We took a look at 10,500 patients through the ASCO CancerLinQ database. These patients had advanced non-small cell lung cancer and were stage 3B or higher. The purpose of the analysis was to try to understand eligibility criteria for clinical trials. We looked at three main areas for those criteria – one was the presence or absence of brain metastases, the other was prior or concurrent history of additional cancer diagnosis and finally renal function, specifically looking at the number of 60ml/minute for creatinine clearance as a marker for eligibility criteria historically. We then said, well, if we take those barriers away, meaning we enrol patients with brain metastases, we enrol patients who have a history of a prior cancer and we drop that number of creatinine clearance from 60ml/min to 30ml/min how many would therefore be eligible to participate in a clinical trial?
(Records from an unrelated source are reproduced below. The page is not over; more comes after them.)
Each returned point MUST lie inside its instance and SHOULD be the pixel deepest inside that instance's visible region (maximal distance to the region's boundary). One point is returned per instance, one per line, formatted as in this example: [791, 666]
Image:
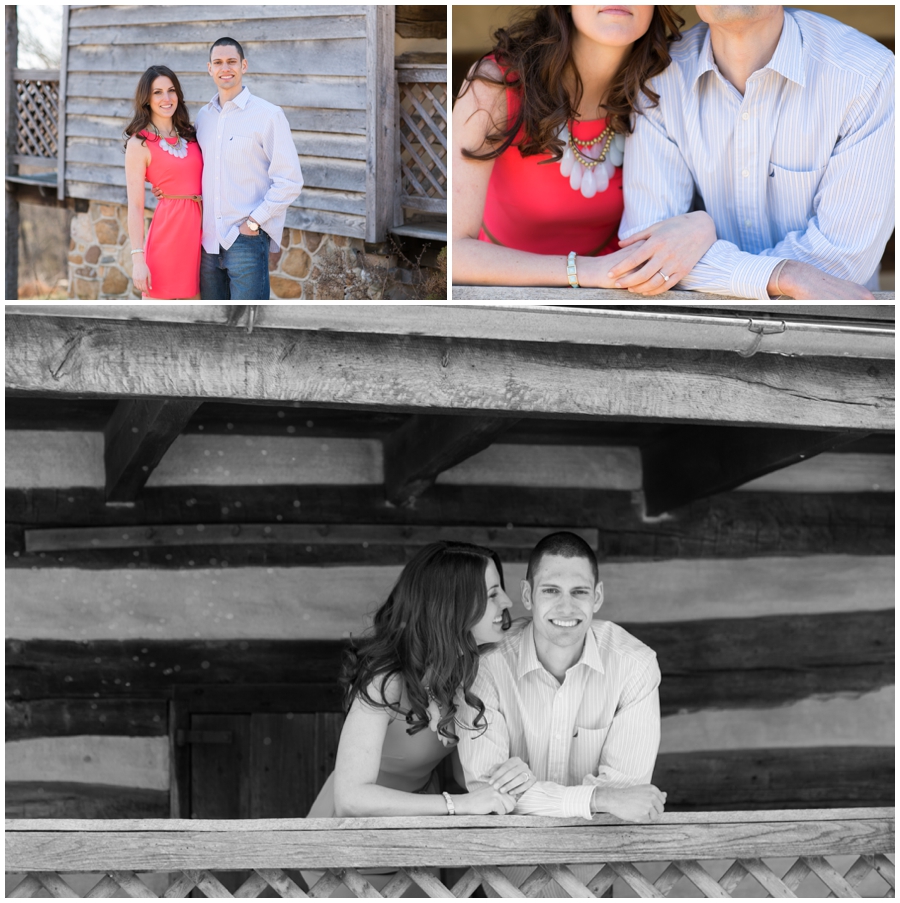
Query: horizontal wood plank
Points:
[830, 776]
[732, 525]
[688, 328]
[64, 355]
[66, 799]
[137, 850]
[71, 717]
[725, 664]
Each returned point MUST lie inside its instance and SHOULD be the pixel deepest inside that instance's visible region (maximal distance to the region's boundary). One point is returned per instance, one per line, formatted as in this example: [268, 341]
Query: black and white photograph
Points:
[448, 600]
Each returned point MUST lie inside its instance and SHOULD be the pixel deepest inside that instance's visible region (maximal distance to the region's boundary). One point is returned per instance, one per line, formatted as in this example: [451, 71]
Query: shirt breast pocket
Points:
[790, 198]
[239, 149]
[587, 744]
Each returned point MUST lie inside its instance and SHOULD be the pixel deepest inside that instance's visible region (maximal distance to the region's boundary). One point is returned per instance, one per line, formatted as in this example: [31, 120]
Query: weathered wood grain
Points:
[732, 525]
[827, 776]
[136, 850]
[252, 30]
[100, 717]
[425, 446]
[87, 16]
[720, 664]
[691, 463]
[422, 21]
[97, 358]
[343, 57]
[687, 328]
[136, 437]
[58, 799]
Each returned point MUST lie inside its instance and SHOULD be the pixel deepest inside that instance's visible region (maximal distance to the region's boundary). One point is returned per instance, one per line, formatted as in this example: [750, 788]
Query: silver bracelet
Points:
[570, 271]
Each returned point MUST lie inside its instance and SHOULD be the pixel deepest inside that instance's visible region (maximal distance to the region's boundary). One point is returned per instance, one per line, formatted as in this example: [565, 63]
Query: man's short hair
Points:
[566, 545]
[227, 42]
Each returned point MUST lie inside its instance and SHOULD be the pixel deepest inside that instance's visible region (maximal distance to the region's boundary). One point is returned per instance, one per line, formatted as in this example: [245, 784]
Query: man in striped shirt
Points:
[576, 700]
[251, 175]
[781, 121]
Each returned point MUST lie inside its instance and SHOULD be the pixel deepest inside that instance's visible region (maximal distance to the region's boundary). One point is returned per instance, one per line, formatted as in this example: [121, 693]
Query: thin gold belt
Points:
[185, 197]
[593, 253]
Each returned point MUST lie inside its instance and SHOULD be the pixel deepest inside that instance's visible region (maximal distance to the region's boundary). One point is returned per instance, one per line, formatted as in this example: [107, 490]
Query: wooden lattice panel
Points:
[423, 145]
[743, 877]
[37, 117]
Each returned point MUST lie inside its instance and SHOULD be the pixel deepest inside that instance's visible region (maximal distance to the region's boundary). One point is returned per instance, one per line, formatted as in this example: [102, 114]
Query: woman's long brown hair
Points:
[422, 634]
[535, 54]
[142, 117]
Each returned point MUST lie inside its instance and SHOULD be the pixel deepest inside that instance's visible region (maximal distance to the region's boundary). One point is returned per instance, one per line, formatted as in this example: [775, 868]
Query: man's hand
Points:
[808, 283]
[644, 803]
[513, 776]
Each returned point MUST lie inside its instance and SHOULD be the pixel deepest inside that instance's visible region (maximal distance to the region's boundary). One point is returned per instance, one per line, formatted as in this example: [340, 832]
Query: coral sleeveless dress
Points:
[530, 205]
[172, 248]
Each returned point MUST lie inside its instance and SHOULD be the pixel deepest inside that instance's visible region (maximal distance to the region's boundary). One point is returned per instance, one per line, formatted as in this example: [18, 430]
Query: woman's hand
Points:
[513, 776]
[483, 802]
[672, 247]
[141, 275]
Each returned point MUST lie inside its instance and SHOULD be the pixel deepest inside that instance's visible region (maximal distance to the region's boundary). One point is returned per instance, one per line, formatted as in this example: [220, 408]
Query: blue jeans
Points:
[240, 273]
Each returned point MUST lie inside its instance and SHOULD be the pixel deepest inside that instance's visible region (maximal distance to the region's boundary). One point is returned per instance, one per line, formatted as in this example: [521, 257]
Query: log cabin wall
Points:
[310, 60]
[770, 608]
If you use the older, more restrictive, criteria we excluded 47.7% of patients from eligibility. However, if you take away those criteria that number dropped to 1.5% and so really doubled, more than doubled, the number of patients who would be eligible for trial participation with advanced non-small cell lung cancer.

The purpose of it overall is to make sure that the trials we conduct in that disease and other cancers reflect the patients that we see in clinic and that that data can be used for the generalisability of the information that we gather in trials. It also can accelerate accrual to trials which has the possibility of bringing effective drugs to patients more quickly.